Karkas [1981/1983]
For composing Karkas, I used a computer for the first time. My father had an administration company where he worked with large mechanical calculators, printers, punch machines, sorting machines, and from the early 1980s, an IBM mainframe, the first computer on the market that didn’t use tapes but had two drums, each containing seven hard drives. He saw my continuous calculations and one day said that I should do that with a computer instead; not only could they do it incredibly faster than I could by hand, but the calculations were also error-free. That’s when I started delving into the PLI language and wrote my first programs.
Karkas continues where I left off with Bint; instead of two clocks, I now used four.
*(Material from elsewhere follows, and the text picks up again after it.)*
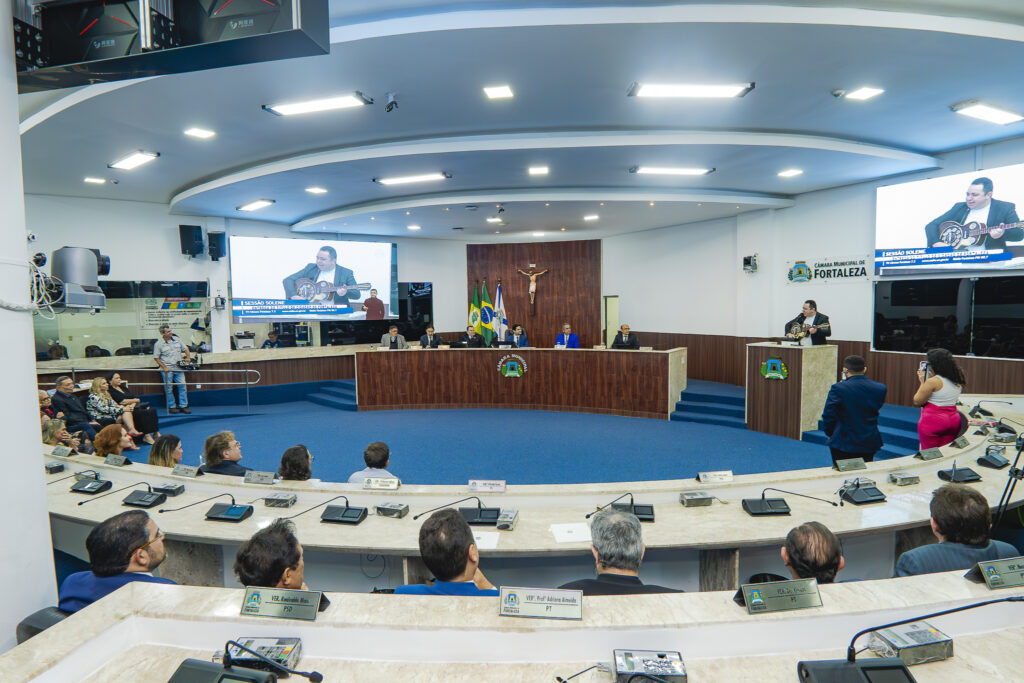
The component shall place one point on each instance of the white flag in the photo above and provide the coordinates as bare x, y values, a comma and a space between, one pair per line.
500, 322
I tried to manually design a recursive canon structure, which mainly had to regulate the harmony. Just like in Bint, the different clocks in Karkas meet after a certain number of beats, and at those moments, the clocks had to play the same chord, so the faster clock had to revert to an earlier chord from a slower clock; but the series of chords for all clocks had to be strictly canonical. This was the moment when my father recommended the computer to me. Instead of manually designing that canon series, I could now program the principle behind it with the computer, so it would work with all numerical combinations. I did that, and in subsequent works, especially in the cycle Het Gebroken Oor, but also occasionally later on, I gratefully made use of it. I also wrote a simple notation program for a 7-pin printer. Music notation programs did not exist at that time. Part of the percussion section was noted with that. It was quite a task. A treble clef was too large and had to be cut into three parts, which required three print lines.
The piece was only performed twenty years after it was completed, during the Holland Festival in 2002. Then once more at the Warsaw Autumn Festival in 2010, as the closing of the Chopin year. That had to do with the video that Dries Verhoeven and I conceived in 2002: a grand piano exploding in slow motion, recorded with a special camera that could shoot 1000 frames per second, then stretched to the length of the piece, an hour, and played backward. It ends with a huge fireball from which the grand piano emerges.
Performers Holland Festival 10 juni 2002: students from the conservatories of The Hague, Amsterdam, and Rotterdam, conducted by Etienne Siebens; sound engineering: Jan Panis.